Frida Kahlo wurde am 06. Juli 1907 in Coyoacan, Mexiko, geboren. In ihrem Leben ist sie sehr stark mit DisAbility und Schmerzen konfrontiert. Mit 6 Jahren bekommt sie Poliomyelitis. Am 17. September 1925 ist sie in einen tragischen Busunfall involviert auf Grund dessen sie ihr Leben lang starke Schmerzen und Beeinträchtigungen hatte.
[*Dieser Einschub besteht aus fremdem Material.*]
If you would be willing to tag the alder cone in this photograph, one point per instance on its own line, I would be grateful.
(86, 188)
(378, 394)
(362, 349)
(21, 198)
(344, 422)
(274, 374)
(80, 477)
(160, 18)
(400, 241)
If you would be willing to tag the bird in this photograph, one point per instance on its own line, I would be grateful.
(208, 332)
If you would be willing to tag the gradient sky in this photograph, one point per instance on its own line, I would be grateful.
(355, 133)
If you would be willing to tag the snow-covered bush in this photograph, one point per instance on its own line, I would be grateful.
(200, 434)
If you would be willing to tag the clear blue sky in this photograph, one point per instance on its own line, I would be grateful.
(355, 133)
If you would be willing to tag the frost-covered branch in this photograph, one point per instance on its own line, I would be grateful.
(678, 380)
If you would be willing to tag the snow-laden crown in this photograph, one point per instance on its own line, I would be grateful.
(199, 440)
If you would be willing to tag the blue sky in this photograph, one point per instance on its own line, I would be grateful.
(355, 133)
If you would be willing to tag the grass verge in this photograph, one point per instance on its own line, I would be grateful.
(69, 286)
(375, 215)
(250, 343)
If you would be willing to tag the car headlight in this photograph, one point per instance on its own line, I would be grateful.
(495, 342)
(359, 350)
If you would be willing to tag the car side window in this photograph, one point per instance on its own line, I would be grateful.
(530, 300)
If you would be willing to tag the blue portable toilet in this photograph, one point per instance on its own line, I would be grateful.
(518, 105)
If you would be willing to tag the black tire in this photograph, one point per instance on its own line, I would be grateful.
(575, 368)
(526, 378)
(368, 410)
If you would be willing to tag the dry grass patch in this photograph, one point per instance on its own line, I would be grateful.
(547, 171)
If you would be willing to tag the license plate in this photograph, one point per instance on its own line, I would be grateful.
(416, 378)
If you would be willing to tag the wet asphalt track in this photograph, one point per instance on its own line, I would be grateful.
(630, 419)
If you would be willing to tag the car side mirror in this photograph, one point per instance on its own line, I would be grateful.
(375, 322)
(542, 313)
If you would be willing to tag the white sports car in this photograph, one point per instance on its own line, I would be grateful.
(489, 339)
Frida Kahlo ist eine starke Frau und Persönlichkeit, die ihr Leben in vollen Zügen lebte, ganz nach dem Motto "Viva la vida". Das Malen ist für Frida eine Leidenschaft in der sie ihre Lebenssituation zum Ausdruck bringt. Diese wird, so wird behauptet, zur Motivation für ihre Malerei. In ihren Bildern malt sie ihre seelische und körperliche Befindlichkeit. Beispielsweise malt sie über ihren Unfall das Bild "Unfall" (1943) oder "Die gebrochene Säule" (1944), in dem sie ihrem Gesundheitszustand Ausdruck verleiht. Mit ihrem Unfall beginnt Fridas unsterbliches Werk.

Am 21. August 1929 heiratet Frida Kahlo den berühmten Maler Diego Rivera. Trotz der sehr schwierigen Beziehung mit ihm, in der es ständig Aufs und Abs gibt, lässt sie sich nicht unterkriegen und bietet ihm Parole. Wie keine andere Malerin vor ihr, fordert sie ihr Recht auf Selbstbestimmung ein. Auch sie nimmt sich ihre Affären heraus, auch mit Frauen. Im Schatten Diegos Politattitüden steht sie trotzdem für ihre Malerei ein und zieht das Ihre durch. Von der Männerdomäne lässt sie sich nicht abschrecken. 1938 reist Frida Kahlo in die Vereinigte Staaten für eine eigene Ausstellung. Am 6. November 1939 lässt sie sich von Rivera scheiden. Im Anschluss daran entsteht das Bild "Selbstbildnis mit abgeschnittenem Haar" (1940). Die Geschichte im Hintergrund ist ein sehr feministischer Akt. 1939 schneidet sich Frida Kahlo als Antwort auf die Affäre ihres Mannes mit ihrer Schwester Christina und der im nächsten Jahr folgende Scheidung die Haare ab. Frida war eine sehr temperamentvolle Frau. Der Akt selbst steht für Wildheit und Stolz. Sie rächt sich damit an Diego, der ihre langen Haare als Zeichen ihrer Weiblichkeit über alles liebe, was auch eine bestimmte Aggression und Wut beinhaltet.

Doch am 08. Dezember 1940 heiratet sie Rivera erneut. Trotz der schwierigen Verhältnisse ist die Liebe/ Abhängigkeit beiderseits zu groß. Die beiden können nicht miteinander leben, aber auch nicht ohne einander, heißt es.

1942 beginnt Frida Kahlo an der Kunstakademie Malerei zu unterrichten. Das Einstehen (für ihre Malerei) und ihr Kampf um gleiche Anerkennung haben sich gelohnt. Sie ist immer ihre eigenen Wege gegangen.

Einige Jahre später stirbt Frida Kahlo. Nach ihrem Tod wird sie weltweit zur Ikone. Ihre Werke haben bis heute starke und fortwirkende internationale Faszination und Ausdruckskraft. 

Quellen:

  • Herrera, Hayden (2008): Frida Kahlo: Ein leidenschaftliches Leben. Frankfurt am Main: Fischer.
  • Kettenmann, Andrea (2009): Kahlo. Köln: Taschen.
  • Film: "Frida", R.: Julie Taymor. USA/Kanada (2002).
  • Internet: Ackermann, Tim (2007): Auf Vogelschwingen. In: Die Welt. 06.07.2007. Online im WWW unter URL: www.welt.de/welt_print/article1001879/Auf-Vogelschwingen.html. (Download: 13.03.2015).